Nontraumatic intracerebral hemorrhage (ICH) refers to bleeding within the brain tissue itself, which can occur due to various underlying conditions, primarily hypertension and vascular malformations. The clinical presentation often includes sudden onset of headache, neurological deficits, altered consciousness, and seizures. The anatomy involved typically includes the cerebral hemispheres, particularly the basal ganglia and thalamus, where most hemorrhages occur. Disease progression can lead to increased intracranial pressure, brain edema, and potential herniation, necessitating urgent medical intervention. Diagnostic considerations include neuroimaging techniques such as CT or MRI scans, which help confirm the presence and extent of hemorrhage. In cases of multiple localized hemorrhages, it is crucial to assess the underlying etiology, which may include chronic hypertension, coagulopathy, or cerebral amyloid angiopathy, to guide treatment and management strategies effectively.

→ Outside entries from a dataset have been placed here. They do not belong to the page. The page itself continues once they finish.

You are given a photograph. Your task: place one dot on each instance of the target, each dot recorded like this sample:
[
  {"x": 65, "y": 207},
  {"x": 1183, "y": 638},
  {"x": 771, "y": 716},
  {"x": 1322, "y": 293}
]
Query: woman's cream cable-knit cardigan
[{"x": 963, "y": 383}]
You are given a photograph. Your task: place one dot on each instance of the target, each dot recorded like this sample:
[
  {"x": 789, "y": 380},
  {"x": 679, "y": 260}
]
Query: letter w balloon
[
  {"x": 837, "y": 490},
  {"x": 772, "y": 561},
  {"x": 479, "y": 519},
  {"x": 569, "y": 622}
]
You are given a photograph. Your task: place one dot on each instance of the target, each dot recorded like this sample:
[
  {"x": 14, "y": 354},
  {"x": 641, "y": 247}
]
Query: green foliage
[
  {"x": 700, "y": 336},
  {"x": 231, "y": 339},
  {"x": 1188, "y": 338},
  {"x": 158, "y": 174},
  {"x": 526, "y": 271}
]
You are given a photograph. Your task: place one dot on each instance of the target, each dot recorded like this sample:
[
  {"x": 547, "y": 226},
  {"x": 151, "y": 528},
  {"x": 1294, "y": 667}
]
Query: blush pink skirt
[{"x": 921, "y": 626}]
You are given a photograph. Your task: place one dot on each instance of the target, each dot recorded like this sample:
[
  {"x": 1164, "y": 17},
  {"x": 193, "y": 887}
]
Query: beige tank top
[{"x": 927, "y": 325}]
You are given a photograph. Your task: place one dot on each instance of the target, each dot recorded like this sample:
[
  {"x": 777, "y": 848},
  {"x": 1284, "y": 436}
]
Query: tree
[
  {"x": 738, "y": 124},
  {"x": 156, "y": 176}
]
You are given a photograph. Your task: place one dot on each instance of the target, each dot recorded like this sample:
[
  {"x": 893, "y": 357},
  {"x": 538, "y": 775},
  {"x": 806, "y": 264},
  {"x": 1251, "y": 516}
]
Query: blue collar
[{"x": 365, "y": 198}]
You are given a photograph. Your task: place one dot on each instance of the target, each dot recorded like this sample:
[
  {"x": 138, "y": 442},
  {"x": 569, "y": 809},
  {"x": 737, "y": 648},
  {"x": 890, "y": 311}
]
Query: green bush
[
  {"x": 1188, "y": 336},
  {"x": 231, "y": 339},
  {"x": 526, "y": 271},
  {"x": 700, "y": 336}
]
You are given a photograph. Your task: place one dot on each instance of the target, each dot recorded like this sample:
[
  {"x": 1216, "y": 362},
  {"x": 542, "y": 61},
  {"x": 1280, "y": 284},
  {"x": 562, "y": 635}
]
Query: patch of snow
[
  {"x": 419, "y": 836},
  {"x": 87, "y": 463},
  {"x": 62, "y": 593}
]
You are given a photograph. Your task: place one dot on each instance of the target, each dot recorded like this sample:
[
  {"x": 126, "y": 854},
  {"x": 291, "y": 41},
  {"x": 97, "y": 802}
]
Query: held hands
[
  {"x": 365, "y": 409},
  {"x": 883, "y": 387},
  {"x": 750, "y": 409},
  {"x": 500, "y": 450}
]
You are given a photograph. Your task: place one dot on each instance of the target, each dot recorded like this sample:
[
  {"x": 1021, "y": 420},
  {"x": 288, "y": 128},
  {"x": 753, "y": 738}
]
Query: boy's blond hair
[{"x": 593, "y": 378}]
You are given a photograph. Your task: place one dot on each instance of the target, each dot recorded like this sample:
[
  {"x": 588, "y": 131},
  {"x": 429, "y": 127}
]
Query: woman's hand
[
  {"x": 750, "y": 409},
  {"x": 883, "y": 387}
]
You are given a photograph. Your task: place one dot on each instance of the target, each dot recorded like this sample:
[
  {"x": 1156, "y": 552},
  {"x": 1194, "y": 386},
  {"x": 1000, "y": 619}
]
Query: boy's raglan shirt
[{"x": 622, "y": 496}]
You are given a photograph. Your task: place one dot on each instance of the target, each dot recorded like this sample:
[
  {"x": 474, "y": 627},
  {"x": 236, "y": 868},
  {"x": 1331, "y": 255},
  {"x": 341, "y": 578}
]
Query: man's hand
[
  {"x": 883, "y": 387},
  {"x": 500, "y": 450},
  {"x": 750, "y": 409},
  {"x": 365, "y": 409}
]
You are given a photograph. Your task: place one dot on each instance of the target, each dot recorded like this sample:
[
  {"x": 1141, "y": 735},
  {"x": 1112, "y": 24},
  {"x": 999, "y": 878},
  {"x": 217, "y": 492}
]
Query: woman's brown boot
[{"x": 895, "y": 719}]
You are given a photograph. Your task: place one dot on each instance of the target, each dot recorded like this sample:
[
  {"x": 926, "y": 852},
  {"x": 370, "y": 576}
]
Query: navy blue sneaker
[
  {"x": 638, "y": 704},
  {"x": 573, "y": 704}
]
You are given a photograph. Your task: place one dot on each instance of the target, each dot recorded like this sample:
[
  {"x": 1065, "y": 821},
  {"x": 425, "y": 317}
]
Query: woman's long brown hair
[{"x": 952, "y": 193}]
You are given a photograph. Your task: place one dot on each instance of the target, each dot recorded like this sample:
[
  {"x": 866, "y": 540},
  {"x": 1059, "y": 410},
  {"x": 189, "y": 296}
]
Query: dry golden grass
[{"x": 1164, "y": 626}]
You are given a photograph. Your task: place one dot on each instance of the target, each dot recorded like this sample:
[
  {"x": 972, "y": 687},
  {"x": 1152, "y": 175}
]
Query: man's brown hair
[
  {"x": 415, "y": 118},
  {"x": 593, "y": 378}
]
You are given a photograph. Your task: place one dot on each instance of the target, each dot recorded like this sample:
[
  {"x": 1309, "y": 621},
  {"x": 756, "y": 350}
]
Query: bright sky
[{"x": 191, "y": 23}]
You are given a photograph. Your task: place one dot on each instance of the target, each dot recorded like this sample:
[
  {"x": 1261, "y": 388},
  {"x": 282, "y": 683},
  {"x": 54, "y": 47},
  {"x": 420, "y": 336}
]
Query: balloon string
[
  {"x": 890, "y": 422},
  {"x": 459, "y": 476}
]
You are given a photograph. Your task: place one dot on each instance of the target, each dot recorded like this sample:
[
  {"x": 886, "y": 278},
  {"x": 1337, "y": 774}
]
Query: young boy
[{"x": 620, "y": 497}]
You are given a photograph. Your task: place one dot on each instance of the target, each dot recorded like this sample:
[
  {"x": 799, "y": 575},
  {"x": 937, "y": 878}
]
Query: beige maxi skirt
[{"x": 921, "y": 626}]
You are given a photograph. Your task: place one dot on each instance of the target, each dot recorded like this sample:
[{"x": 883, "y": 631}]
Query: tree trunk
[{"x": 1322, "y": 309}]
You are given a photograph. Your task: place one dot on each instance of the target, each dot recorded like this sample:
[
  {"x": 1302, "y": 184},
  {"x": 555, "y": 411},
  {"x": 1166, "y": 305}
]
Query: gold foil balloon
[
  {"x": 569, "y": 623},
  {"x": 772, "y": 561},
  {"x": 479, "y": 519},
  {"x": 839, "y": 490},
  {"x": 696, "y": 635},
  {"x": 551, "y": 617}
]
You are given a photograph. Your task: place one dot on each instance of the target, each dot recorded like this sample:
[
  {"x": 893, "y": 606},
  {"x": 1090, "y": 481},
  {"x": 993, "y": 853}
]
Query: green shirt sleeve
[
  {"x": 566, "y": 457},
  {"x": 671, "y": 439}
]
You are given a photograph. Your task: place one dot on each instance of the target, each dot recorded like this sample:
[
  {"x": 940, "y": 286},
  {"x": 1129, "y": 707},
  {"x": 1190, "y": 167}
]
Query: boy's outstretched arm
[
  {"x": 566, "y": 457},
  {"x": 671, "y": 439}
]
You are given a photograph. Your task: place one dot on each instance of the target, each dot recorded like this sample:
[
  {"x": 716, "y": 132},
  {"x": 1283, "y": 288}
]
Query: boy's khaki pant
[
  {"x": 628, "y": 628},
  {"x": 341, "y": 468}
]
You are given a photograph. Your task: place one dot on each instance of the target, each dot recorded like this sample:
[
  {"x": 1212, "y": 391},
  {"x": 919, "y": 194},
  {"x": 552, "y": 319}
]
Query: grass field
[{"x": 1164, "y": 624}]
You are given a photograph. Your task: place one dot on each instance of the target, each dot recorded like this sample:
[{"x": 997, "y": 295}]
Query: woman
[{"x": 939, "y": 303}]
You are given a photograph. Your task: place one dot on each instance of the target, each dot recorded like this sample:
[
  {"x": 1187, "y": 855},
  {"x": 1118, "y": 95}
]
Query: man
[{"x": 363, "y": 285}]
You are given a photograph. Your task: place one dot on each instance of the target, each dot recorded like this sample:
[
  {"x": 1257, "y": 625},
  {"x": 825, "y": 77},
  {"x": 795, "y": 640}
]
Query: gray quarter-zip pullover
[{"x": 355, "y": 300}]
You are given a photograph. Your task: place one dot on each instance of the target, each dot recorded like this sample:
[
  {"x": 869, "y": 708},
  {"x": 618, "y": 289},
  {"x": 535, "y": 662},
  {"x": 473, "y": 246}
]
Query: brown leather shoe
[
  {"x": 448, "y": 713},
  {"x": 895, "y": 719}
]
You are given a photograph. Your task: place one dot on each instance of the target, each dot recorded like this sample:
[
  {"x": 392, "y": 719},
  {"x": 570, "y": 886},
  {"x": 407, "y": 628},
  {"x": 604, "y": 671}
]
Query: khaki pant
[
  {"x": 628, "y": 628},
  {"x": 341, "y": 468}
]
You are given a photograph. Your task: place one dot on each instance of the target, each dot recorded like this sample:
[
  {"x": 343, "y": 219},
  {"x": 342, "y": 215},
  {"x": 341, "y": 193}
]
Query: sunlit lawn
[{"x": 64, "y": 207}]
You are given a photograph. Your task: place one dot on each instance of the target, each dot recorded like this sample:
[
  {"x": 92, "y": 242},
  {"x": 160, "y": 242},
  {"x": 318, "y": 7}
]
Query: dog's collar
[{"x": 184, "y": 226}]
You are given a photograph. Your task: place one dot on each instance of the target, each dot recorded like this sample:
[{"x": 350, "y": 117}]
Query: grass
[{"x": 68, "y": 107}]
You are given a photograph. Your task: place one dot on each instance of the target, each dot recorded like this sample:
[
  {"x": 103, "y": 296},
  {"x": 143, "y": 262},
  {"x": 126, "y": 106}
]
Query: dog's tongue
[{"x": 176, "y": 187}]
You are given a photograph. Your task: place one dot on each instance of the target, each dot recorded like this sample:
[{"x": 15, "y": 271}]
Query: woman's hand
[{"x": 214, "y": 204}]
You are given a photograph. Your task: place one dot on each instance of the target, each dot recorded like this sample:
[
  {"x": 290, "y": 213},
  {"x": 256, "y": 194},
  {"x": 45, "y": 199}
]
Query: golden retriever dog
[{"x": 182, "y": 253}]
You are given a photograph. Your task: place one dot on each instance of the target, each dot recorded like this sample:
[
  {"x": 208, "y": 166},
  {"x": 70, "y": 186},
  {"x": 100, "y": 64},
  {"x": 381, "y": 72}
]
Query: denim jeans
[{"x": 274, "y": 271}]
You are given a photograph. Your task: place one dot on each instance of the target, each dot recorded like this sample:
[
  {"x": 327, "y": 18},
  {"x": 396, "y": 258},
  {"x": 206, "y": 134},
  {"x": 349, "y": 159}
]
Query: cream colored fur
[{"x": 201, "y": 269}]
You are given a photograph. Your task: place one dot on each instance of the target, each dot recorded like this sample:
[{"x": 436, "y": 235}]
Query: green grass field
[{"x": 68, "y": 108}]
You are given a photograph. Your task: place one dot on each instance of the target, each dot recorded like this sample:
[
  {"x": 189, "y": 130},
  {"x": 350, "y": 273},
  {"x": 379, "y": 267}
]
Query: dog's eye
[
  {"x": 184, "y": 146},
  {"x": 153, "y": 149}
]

Standard ICD-10-CM documentation requirements apply
Various clinical presentations within this specialty area
Follow specialty-specific billing guidelines
Standard ICD-10-CM documentation requirements apply
Various clinical presentations within this specialty area
Follow specialty-specific billing guidelines
I61.6 covers nontraumatic intracerebral hemorrhage occurring in multiple localized areas of the brain, often due to hypertension, vascular malformations, or coagulopathy. It does not include hemorrhages due to trauma or those classified under other specific codes.
I61.6 should be used when there is clear evidence of multiple localized hemorrhages in the brain, as opposed to a single site or unspecified hemorrhage. Accurate imaging and clinical findings must support this code.
Documentation must include detailed clinical notes outlining the patient's symptoms, imaging results showing multiple hemorrhagic areas, and any relevant medical history that may contribute to the condition, such as hypertension or anticoagulant use.